Based on the pre-experiment results, the test item was tested with the following concentrations 0 (NC), 0 (VC), 0.003, 0.008, 0.025, 0.079 and 0.250 mg/plate for main study, both in the presence of metabolic activation (+S9) and in the absence of metabolic activation (-S9).

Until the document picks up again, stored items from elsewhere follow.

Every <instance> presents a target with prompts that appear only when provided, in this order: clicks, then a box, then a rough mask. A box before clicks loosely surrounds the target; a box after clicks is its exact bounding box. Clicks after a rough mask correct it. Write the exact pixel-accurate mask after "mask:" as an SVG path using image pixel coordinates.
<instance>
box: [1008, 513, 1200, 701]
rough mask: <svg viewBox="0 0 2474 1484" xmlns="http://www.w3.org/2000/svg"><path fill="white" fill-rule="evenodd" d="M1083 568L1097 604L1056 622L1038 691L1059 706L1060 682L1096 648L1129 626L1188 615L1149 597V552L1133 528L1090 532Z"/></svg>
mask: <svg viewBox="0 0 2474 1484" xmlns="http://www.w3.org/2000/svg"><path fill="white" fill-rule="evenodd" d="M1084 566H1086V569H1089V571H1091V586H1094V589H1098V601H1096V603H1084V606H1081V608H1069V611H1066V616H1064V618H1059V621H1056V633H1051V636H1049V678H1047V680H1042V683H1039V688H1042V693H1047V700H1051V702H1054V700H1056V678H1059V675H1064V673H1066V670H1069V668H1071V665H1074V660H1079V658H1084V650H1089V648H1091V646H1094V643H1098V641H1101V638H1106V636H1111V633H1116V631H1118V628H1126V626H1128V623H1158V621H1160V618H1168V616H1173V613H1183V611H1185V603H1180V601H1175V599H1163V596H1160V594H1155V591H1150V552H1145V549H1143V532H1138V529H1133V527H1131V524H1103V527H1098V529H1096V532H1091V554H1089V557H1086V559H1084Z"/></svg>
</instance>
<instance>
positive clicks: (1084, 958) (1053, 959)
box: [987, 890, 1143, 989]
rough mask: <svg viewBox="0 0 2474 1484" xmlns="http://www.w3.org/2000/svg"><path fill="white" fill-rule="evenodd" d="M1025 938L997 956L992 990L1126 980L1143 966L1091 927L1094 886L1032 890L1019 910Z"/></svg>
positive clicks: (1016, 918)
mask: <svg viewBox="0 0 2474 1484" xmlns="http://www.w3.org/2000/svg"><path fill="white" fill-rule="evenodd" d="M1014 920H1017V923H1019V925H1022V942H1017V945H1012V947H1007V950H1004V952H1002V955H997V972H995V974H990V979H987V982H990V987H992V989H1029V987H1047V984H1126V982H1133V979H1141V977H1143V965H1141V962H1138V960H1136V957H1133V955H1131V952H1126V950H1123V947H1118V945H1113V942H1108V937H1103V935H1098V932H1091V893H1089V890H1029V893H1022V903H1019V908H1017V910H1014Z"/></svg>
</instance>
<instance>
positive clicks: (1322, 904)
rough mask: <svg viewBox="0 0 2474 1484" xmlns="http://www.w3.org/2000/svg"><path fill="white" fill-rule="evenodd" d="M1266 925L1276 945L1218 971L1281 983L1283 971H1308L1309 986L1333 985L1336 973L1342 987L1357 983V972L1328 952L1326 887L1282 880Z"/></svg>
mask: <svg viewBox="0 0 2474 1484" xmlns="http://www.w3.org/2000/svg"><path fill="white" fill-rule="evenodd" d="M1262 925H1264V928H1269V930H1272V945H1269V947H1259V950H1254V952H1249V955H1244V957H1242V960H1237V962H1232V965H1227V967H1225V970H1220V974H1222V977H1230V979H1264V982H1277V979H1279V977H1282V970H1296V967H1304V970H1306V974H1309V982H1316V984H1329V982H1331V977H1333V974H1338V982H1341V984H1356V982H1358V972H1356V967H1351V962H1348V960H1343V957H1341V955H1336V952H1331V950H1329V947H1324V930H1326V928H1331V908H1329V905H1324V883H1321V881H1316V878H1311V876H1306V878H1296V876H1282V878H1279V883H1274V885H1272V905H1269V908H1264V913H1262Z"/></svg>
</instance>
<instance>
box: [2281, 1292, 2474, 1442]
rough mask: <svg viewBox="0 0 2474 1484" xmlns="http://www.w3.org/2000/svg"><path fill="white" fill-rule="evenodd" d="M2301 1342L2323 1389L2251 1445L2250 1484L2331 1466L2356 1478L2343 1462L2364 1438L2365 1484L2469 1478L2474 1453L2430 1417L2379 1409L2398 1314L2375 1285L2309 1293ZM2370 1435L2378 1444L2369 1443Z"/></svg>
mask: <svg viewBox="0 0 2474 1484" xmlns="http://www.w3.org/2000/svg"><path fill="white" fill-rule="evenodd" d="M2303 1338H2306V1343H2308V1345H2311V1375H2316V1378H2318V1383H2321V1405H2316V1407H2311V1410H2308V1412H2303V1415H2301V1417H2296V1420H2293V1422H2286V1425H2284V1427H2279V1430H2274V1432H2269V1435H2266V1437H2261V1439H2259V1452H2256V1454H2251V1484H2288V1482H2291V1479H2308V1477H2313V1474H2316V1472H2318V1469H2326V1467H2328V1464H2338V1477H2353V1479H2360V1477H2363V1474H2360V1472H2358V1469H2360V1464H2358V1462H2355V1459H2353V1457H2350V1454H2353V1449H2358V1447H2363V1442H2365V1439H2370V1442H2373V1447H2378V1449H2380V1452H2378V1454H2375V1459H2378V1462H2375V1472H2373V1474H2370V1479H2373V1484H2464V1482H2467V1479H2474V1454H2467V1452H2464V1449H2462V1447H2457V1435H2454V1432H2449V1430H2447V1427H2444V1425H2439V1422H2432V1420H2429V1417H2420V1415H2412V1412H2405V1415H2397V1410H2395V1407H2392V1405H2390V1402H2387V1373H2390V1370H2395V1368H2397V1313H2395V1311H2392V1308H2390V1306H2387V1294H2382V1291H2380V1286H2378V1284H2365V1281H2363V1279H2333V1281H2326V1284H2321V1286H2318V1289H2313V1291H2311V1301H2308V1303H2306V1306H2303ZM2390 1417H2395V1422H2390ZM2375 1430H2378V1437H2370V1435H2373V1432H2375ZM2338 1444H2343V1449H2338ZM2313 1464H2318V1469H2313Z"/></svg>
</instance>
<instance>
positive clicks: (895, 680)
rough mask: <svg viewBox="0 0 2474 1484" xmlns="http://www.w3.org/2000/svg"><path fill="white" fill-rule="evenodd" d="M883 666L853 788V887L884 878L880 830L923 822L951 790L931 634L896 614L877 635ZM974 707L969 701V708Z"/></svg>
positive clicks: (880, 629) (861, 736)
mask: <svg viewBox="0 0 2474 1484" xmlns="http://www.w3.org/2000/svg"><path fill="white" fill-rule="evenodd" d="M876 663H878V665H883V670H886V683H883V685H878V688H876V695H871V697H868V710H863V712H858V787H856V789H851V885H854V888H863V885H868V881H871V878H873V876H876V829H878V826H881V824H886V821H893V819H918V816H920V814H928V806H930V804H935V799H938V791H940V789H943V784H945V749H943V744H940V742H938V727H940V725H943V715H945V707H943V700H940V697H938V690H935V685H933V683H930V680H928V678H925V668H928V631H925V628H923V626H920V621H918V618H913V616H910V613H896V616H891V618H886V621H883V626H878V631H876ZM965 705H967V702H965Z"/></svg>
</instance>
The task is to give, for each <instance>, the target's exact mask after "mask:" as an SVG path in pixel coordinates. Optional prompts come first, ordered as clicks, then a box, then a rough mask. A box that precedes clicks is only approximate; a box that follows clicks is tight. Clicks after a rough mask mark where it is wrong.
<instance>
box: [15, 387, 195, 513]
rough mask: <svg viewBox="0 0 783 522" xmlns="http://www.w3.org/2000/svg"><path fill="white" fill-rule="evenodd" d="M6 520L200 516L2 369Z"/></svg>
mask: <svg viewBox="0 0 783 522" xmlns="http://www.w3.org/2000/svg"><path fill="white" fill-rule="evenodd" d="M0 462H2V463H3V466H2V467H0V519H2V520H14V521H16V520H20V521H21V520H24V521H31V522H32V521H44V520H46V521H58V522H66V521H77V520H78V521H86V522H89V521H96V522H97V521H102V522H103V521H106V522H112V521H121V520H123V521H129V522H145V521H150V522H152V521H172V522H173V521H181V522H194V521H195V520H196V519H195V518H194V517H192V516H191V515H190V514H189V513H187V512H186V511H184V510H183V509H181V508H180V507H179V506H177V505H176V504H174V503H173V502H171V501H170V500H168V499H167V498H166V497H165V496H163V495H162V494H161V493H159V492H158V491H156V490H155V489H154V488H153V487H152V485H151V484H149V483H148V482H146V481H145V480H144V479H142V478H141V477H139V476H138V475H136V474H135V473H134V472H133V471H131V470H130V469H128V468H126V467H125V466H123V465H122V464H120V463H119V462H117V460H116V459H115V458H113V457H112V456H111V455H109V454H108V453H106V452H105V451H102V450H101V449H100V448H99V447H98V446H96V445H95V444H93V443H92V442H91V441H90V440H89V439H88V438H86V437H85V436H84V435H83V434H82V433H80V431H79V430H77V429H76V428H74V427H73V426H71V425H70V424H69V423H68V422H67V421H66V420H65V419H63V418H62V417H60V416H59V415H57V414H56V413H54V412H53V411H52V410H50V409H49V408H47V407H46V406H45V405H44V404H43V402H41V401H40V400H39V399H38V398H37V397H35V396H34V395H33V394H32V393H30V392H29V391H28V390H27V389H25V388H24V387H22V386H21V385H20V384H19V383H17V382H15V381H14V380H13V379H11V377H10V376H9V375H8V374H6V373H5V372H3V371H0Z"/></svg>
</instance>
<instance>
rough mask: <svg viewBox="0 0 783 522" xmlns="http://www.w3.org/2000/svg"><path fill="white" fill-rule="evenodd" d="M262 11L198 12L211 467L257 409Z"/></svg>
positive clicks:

No substantial increase in revertant colony numbers in any of the tester strains were observed following treatment with Methyl-2-napthyl ether (CAS no. 93-04-9) at any dose level in both the confirmatory trials, neither in the presence nor in the absence of metabolic activation (S9 mix). There was also no tendency of higher mutation rates with increasing concentrations in the range below the generally acknowledged border of biological relevance.The spontaneous reversion rates in the negative, vehicle and positive controls are within the range of our historical data. The spontaneous reversion rates in the negative, vehicle and positive controls were within the range of inhouse historical data. Whereas reference mutagens showed a distinct increase in induced revertant colonies in all the tester strains both in the presence as well as in the absence of metabolic activation without showing cytotoxicity.

In conclusion, it is stated that during the described mutagenicity test and under the experimental conditions reported, the test substance did not induce gene mutations by base pair changes or frameshifts in the genome of the strains used.